XCENA raised $135 million in a Series B round announced on May 29, 2026. The round valued the company at $570 million and brought its total funding to $185 million, with Atinum Investment and IMM Investment leading and a wider group of Asian financial investors joining in.
– How does XCENA’s MX1 chip work?
MX1 is a CXL-connected computational memory chip that adds memory capacity and performs certain data-handling tasks closer to where the data already sits. XCENA built it to take work like preprocessing and KV cache management out of the usual CPU-GPU-memory shuffle. It also handles caching and some query acceleration, using thousands of custom RISC-V cores plus its own software stack.
– Who founded XCENA?
XCENA was founded in 2022 by Jin Kim, Dohun Kim, and Harry Juhyun Kim.

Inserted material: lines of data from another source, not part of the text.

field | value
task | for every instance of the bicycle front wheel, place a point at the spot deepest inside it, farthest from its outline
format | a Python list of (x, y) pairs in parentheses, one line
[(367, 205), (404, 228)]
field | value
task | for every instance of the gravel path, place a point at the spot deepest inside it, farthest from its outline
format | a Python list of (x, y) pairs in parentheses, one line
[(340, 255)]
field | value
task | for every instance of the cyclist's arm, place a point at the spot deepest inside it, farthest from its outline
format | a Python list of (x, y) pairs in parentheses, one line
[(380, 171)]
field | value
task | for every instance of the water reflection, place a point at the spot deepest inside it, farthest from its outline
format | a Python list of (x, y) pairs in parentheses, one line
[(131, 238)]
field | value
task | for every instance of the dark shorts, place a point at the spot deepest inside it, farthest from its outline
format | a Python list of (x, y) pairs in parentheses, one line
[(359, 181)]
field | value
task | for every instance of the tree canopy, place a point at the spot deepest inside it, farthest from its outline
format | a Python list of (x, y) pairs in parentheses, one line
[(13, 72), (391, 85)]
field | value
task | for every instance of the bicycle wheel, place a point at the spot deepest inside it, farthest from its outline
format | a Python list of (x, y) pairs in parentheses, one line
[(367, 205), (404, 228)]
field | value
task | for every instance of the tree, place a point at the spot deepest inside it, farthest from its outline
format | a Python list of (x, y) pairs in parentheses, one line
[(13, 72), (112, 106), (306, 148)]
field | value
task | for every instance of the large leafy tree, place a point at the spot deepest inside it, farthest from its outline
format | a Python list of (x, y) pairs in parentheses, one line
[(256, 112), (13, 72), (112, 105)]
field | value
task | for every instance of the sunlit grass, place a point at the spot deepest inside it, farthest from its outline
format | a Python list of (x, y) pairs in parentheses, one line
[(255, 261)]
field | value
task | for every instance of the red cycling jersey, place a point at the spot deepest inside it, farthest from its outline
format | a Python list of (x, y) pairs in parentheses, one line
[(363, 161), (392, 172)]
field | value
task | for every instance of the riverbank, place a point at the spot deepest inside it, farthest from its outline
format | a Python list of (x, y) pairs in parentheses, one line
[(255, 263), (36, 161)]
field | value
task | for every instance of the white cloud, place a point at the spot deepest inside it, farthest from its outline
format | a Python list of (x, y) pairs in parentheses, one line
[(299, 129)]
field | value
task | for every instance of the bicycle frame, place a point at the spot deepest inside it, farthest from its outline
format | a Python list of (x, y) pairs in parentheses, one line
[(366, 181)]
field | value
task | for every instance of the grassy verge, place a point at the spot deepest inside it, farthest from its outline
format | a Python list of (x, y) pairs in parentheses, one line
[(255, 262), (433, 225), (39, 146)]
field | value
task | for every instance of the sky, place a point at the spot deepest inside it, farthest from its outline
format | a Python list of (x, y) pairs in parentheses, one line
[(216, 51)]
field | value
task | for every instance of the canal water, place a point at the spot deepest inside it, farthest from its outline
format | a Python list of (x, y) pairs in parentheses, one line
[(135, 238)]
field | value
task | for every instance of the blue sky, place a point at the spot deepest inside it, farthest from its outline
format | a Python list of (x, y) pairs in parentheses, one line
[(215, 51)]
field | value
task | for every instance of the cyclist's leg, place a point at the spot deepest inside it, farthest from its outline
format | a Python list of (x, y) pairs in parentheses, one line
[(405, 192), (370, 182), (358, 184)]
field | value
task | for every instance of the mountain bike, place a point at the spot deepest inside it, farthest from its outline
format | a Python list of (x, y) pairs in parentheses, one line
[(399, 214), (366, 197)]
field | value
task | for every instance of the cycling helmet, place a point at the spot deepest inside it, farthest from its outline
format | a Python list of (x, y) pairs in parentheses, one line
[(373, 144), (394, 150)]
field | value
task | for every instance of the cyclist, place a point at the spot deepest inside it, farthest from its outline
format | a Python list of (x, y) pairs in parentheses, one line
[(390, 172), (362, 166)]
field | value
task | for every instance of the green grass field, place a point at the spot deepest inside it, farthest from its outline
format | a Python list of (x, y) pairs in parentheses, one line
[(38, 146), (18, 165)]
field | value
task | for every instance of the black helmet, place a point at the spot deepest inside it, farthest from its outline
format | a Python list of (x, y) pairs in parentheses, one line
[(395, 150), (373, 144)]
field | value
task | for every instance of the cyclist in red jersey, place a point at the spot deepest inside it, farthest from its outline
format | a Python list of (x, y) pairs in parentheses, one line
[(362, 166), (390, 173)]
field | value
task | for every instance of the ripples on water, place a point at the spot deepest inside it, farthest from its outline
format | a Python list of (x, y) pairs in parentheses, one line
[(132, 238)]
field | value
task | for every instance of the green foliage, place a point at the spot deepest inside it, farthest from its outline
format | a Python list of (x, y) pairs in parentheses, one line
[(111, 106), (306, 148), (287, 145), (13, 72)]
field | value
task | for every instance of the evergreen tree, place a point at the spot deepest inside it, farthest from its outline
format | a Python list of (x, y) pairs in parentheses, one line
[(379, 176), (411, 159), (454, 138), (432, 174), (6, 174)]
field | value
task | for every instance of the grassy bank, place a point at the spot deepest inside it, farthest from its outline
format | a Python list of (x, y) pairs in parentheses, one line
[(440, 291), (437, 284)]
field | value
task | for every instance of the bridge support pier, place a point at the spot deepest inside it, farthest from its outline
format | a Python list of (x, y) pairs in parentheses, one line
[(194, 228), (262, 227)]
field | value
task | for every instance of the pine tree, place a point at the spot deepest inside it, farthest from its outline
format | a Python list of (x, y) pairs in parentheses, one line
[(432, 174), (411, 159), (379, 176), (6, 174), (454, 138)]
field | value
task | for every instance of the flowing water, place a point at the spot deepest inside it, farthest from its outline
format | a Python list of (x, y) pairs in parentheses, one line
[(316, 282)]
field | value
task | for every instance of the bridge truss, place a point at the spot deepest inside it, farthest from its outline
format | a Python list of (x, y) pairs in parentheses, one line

Jin previously held senior architecture roles at SK hynix after earlier work at Samsung Electronics and SK Telecom, while Dohun and Harry both spent years in SoC development at major Korean chipmakers, giving the company unusually strong memory-system credibility for such a young startup.
– Is XCENA an AI chip company or a memory company?
It’s best described as a memory-centric AI infrastructure company. XCENA isn’t mainly selling training accelerators; it sits in the layer between compute and memory, using computational memory and CXL-based architecture to improve how AI inference systems handle data-heavy workloads.